Affiliation:
1. Carnegie Mellon University
2. UC Berkeley
Abstract
While high-level data parallel frameworks, like MapReduce, simplify the design and implementation of large-scale data processing systems, they do not naturally or efficiently support many important data mining and machine learning algorithms and can lead to inefficient learning systems. To help fill this critical void, we introduced the GraphLab abstraction which naturally expresses
asynchronous, dynamic, graph-parallel
computation while ensuring data consistency and achieving a high degree of parallel performance in the shared-memory setting. In this paper, we extend the GraphLab framework to the substantially more challenging distributed setting while preserving strong data consistency guarantees.

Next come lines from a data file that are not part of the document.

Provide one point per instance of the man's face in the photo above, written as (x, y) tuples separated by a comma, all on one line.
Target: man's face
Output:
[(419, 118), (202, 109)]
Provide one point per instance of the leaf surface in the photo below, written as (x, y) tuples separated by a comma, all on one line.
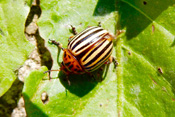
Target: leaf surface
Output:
[(142, 84), (14, 48)]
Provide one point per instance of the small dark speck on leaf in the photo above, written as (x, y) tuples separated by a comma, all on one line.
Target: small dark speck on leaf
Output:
[(160, 70), (144, 2), (44, 97), (153, 28)]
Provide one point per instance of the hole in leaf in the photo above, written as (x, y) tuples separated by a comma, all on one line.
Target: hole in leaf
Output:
[(160, 70)]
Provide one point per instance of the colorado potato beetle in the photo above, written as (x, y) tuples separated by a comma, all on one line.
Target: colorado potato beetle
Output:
[(87, 51)]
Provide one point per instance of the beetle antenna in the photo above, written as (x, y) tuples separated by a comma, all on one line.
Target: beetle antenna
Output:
[(56, 43)]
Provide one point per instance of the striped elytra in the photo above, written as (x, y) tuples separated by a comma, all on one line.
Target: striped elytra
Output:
[(87, 51)]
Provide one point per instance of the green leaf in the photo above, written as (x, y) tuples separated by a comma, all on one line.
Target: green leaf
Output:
[(143, 83), (147, 58), (14, 48)]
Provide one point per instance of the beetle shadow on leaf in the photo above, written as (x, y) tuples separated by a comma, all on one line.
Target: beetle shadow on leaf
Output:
[(104, 7), (81, 85), (136, 16)]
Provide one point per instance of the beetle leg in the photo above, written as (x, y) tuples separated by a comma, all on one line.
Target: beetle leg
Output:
[(70, 38), (73, 30), (113, 59), (56, 43)]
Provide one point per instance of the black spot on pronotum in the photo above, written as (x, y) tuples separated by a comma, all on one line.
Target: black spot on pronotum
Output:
[(144, 2), (67, 64), (77, 66), (44, 97), (71, 67), (69, 56), (160, 70)]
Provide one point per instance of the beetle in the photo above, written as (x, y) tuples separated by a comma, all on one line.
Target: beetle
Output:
[(86, 51)]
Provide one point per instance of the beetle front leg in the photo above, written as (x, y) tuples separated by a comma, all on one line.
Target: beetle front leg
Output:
[(113, 59)]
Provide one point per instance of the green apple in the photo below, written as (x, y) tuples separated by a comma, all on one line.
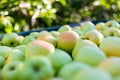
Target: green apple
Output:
[(94, 36), (34, 34), (10, 39), (64, 28), (46, 36), (92, 74), (113, 23), (67, 40), (69, 70), (87, 26), (38, 48), (20, 47), (15, 55), (101, 27), (4, 51), (58, 59), (12, 71), (80, 44), (111, 32), (111, 65), (37, 68), (27, 39), (90, 55), (110, 45)]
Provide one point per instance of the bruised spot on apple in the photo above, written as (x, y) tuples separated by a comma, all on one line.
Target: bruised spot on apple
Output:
[(38, 48), (67, 40)]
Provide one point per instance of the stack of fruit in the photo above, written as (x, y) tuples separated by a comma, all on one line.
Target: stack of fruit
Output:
[(86, 52)]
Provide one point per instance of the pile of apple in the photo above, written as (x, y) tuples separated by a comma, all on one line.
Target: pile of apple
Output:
[(86, 52)]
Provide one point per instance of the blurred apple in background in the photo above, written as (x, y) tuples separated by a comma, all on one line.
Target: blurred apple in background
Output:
[(67, 40), (94, 36), (38, 48)]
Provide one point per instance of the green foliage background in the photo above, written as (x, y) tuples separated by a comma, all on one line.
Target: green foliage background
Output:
[(23, 15)]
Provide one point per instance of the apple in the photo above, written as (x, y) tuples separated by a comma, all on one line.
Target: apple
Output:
[(15, 55), (38, 48), (46, 36), (110, 45), (58, 59), (37, 68), (90, 55), (69, 70), (101, 27), (113, 23), (67, 40), (4, 51), (87, 26), (92, 74), (111, 32), (111, 65), (64, 28), (80, 44), (27, 39), (94, 36), (20, 47), (10, 39), (12, 70)]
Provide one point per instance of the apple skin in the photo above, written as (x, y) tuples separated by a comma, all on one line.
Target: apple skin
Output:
[(90, 55), (12, 71), (69, 70), (10, 39), (4, 51), (38, 48), (110, 45), (94, 36), (92, 74), (111, 65), (64, 28), (113, 23), (80, 44), (101, 27), (67, 40), (37, 68), (27, 39), (111, 32), (58, 59), (87, 26)]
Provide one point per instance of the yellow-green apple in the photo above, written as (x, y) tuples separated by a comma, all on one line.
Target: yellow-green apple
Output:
[(90, 55), (38, 48), (113, 23), (101, 27), (87, 26), (94, 36), (34, 34), (58, 59), (111, 65), (80, 44), (46, 36), (4, 51), (27, 39), (111, 32), (64, 28), (55, 34), (110, 45), (69, 70), (15, 55), (12, 71), (92, 74), (67, 40), (37, 68), (10, 39), (20, 47)]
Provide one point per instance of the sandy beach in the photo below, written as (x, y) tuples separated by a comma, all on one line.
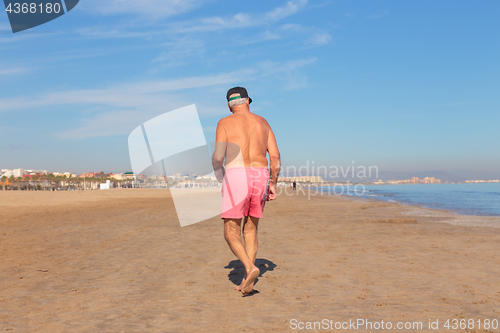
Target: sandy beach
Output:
[(118, 261)]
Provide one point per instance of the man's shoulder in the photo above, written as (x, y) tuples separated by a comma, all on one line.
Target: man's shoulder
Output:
[(260, 118)]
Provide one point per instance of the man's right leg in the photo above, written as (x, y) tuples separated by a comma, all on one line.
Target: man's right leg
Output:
[(232, 234), (250, 236)]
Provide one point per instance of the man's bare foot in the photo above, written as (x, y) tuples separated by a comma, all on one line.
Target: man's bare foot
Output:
[(248, 285), (238, 288)]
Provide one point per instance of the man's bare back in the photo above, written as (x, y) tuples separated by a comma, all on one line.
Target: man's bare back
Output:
[(248, 132)]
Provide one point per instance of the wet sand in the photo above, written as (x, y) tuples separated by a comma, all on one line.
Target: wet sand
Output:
[(118, 261)]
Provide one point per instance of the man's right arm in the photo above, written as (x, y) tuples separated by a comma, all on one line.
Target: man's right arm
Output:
[(275, 161)]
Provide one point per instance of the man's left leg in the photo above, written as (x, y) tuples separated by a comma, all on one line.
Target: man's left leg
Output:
[(250, 236), (232, 234), (250, 225)]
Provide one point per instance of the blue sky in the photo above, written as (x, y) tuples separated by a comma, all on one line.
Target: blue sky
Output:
[(403, 85)]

We develop graph based extensions to pipelined locking and data versioning to reduce network congestion and mitigate the effect of network latency. We also introduce fault tolerance to the GraphLab abstraction using the classic Chandy-Lamport snapshot algorithm and demonstrate how it can be easily implemented by exploiting the GraphLab abstraction itself. Finally, we evaluate our distributed implementation of the GraphLab abstraction on a large Amazon EC2 deployment and show 1-2 orders of magnitude performance gains over Hadoop-based implementations.
Subject
General Earth and Planetary Sciences,Water Science and Technology,Geography, Planning and Development
Cited by
1126 articles.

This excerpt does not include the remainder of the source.